In January 1995 his dyspnoea worsened significantly. Transthoracic echocardiography (TTE) revealed a dilated left ventricle and mild to moderate aortic regurgitation. Three months later repeat TTE showed further left ventricular dilatation and severe aortic incompetence.
The patient proceeded to homograft aortic valve replacement. Macroscopic appearance of the aortic valve showed thickening and fibrosis with retraction of individual leaflets, but no commissural fusion (below left). Histology of the aortic media showed diffuse, chronic inflammatory cell infiltrates of plasma cells and lymphocytes mixed with eosinophils. The aortic valve leaflets (below right) showed dense, chronic inflammation with eosinophils mixed between the lymphocytes and plasma cells (arrowed).

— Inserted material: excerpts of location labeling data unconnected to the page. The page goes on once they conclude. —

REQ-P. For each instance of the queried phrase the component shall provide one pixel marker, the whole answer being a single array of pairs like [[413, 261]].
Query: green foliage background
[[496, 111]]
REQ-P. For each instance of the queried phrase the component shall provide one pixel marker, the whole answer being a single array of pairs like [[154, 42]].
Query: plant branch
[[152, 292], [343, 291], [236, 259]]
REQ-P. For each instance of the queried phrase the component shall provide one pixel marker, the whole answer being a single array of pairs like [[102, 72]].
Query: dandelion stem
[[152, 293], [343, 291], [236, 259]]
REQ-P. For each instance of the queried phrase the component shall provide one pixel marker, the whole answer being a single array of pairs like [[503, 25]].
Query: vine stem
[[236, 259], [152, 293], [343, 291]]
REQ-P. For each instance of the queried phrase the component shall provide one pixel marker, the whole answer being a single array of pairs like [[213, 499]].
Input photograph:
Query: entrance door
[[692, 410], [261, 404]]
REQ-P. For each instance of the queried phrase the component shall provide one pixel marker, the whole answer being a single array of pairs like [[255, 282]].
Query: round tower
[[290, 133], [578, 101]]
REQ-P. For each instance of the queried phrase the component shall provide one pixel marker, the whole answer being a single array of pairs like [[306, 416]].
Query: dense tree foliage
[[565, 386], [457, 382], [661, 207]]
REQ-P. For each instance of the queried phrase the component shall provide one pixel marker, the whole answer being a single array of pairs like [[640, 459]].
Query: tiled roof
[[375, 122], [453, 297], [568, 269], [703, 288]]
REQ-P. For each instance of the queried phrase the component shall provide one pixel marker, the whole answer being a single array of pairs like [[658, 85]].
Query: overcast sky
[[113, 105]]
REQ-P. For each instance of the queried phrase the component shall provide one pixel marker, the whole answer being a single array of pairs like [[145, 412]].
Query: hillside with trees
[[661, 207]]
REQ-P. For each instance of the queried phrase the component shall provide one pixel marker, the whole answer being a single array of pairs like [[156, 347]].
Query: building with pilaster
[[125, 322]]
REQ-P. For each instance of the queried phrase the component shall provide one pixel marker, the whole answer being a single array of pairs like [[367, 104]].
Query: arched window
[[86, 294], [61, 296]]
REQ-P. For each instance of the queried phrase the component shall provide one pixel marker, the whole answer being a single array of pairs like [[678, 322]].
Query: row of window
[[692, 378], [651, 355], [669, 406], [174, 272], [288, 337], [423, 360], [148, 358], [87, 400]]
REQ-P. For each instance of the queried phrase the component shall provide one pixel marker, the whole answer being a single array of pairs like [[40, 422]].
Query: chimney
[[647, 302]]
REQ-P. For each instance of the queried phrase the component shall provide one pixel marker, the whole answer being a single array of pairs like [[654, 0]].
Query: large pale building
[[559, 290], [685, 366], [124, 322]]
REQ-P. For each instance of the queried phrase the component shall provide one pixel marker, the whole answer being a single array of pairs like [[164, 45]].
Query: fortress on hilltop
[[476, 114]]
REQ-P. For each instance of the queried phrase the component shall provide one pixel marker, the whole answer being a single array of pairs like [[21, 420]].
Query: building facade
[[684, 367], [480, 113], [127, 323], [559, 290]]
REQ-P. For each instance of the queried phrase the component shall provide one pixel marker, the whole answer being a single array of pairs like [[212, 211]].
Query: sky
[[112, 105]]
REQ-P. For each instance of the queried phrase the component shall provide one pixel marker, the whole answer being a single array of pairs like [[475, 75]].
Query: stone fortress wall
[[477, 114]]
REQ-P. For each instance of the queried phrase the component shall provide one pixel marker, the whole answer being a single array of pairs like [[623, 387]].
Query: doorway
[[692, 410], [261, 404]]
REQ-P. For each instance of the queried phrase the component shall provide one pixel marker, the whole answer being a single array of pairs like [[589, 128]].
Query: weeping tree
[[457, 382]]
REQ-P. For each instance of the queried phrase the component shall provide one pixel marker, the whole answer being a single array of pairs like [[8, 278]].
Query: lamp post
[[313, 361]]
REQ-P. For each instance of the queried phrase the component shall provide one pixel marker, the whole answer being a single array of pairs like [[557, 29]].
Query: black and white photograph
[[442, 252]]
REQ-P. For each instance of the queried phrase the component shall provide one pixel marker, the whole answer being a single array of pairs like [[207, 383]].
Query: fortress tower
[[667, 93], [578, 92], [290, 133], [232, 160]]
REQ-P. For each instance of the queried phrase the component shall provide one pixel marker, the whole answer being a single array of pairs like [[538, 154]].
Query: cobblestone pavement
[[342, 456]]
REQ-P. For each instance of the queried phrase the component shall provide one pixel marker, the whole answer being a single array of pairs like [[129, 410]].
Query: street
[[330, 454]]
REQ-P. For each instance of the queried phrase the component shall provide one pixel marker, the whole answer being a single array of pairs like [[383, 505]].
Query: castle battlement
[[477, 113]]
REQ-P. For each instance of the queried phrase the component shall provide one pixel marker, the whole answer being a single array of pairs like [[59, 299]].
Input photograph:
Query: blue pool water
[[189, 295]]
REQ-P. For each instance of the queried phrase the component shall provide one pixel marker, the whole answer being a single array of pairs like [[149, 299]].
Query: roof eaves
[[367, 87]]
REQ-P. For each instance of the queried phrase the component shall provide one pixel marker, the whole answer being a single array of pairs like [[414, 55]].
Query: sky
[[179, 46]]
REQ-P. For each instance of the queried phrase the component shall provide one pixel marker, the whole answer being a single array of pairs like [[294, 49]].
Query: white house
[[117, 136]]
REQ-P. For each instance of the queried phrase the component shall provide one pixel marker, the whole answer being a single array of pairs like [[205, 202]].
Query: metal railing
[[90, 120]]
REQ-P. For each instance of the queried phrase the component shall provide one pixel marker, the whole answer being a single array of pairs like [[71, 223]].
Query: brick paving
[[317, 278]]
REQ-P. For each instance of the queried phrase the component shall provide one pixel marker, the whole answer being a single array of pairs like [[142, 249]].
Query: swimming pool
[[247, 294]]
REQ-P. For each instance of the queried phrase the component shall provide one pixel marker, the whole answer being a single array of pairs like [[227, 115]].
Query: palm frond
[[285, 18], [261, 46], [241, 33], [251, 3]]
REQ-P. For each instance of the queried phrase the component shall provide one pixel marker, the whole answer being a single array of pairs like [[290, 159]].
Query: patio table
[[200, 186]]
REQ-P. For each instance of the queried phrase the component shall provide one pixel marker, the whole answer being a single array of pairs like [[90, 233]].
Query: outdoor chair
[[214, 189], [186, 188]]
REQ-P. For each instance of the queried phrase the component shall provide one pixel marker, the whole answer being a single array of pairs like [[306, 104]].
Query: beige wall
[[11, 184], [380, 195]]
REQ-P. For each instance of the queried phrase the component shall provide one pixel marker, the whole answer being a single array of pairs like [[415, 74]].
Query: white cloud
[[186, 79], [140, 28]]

This is a unique case of an eosinophilic aortitis and valvitis presenting with aortic regurgitation. The longstanding airways disease, peripheral blood eosinophilia, and transitory pulmonary infiltrates point to Churg-Strauss syndrome, but there was no evidence of necrotising vasculitis on biopsy. This case highlights the importance of fully investigating new exacerbations of breathlessness in patients with longstanding pulmonary disease and the importance of histological sampling of aortic and valvar tissue in cases of aortic regurgitation.